NPR

A deadly disease so neglected it's not even on the list of neglected tropical diseases

It's called noma and is a disease of poverty, striking mainly children. Most patients die. Survivors are badly disfigured. Now there's a campaign to add it to the list of neglected tropical diseases
Mulikat Okanlawon of Nigeria contracted noma when she was a child. The gangrenous infection ate away at the flesh and bone in her face. She survived and has had surgery to repair scars left by the disease. Today she works at the Sokoto Noma Hospital, guiding noma patients on the road to recovery.

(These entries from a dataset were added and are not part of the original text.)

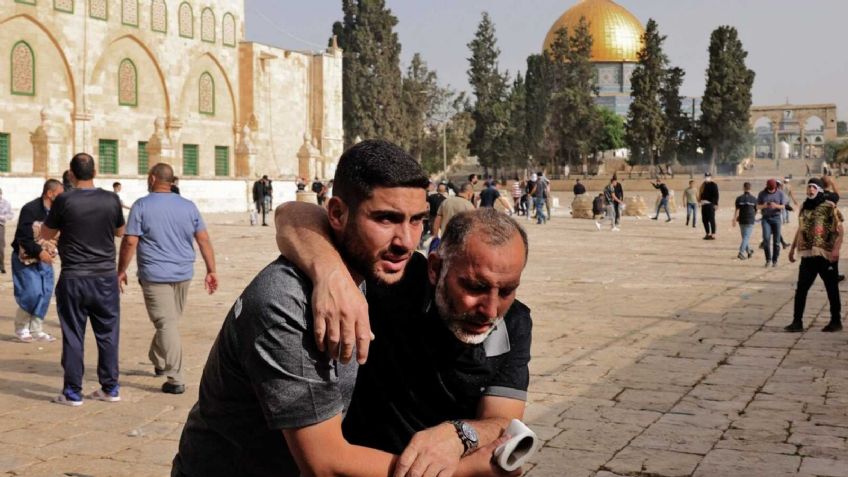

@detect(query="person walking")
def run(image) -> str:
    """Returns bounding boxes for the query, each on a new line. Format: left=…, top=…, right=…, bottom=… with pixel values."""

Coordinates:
left=41, top=152, right=124, bottom=406
left=0, top=189, right=15, bottom=273
left=253, top=175, right=268, bottom=227
left=784, top=178, right=844, bottom=333
left=698, top=172, right=718, bottom=240
left=11, top=179, right=65, bottom=343
left=730, top=182, right=757, bottom=260
left=757, top=179, right=786, bottom=267
left=651, top=177, right=671, bottom=222
left=530, top=171, right=550, bottom=224
left=683, top=180, right=698, bottom=229
left=612, top=178, right=624, bottom=227
left=118, top=163, right=218, bottom=394
left=595, top=177, right=621, bottom=232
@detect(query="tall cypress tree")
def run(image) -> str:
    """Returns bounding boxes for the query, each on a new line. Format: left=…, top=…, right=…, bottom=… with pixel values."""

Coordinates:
left=400, top=53, right=442, bottom=162
left=468, top=12, right=509, bottom=173
left=524, top=52, right=551, bottom=164
left=626, top=19, right=668, bottom=166
left=701, top=26, right=755, bottom=170
left=545, top=18, right=602, bottom=173
left=660, top=67, right=688, bottom=164
left=333, top=0, right=403, bottom=146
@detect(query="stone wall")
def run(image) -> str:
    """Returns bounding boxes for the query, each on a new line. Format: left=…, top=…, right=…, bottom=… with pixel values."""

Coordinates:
left=0, top=0, right=343, bottom=178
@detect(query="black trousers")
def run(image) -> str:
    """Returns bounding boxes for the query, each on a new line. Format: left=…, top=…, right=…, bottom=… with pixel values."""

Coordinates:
left=701, top=204, right=715, bottom=235
left=56, top=273, right=121, bottom=394
left=793, top=257, right=842, bottom=323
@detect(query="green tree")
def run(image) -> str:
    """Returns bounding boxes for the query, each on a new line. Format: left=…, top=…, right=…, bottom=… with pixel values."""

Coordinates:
left=503, top=72, right=530, bottom=169
left=331, top=0, right=403, bottom=146
left=524, top=52, right=552, bottom=164
left=626, top=19, right=668, bottom=166
left=660, top=67, right=689, bottom=164
left=468, top=12, right=509, bottom=173
left=595, top=106, right=627, bottom=151
left=545, top=18, right=601, bottom=173
left=701, top=26, right=755, bottom=170
left=400, top=53, right=446, bottom=162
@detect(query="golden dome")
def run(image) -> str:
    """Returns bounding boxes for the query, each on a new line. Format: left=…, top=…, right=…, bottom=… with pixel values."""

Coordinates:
left=544, top=0, right=645, bottom=62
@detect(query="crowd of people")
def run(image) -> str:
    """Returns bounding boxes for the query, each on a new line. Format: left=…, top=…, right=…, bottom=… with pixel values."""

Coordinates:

It started out as malaria – or at least that's what her grandparents thought. But there was another devious infection lurking beneath the surface of her skin and inside her mouth.

Mulikat Okanlawon was a child, only 6 or 7 years old, when she contracted noma – a rare gangrenous infection that ate away at the flesh and bone in her face.

Compared to others who get noma, Mulikat was lucky. It almost always leads to death.

Those who survive are left with substantial facial disfiguration that requires repeated reconstructive plastic surgery to repair. That's why some global health workers call noma the "face of poverty."

A mysterious thousand-year-old ailment

The name noma comes from the Greek word "nomē" meaning and despite cases of noma being recorded over 1,000 years ago, in the 21st century we still don't know a lot about it.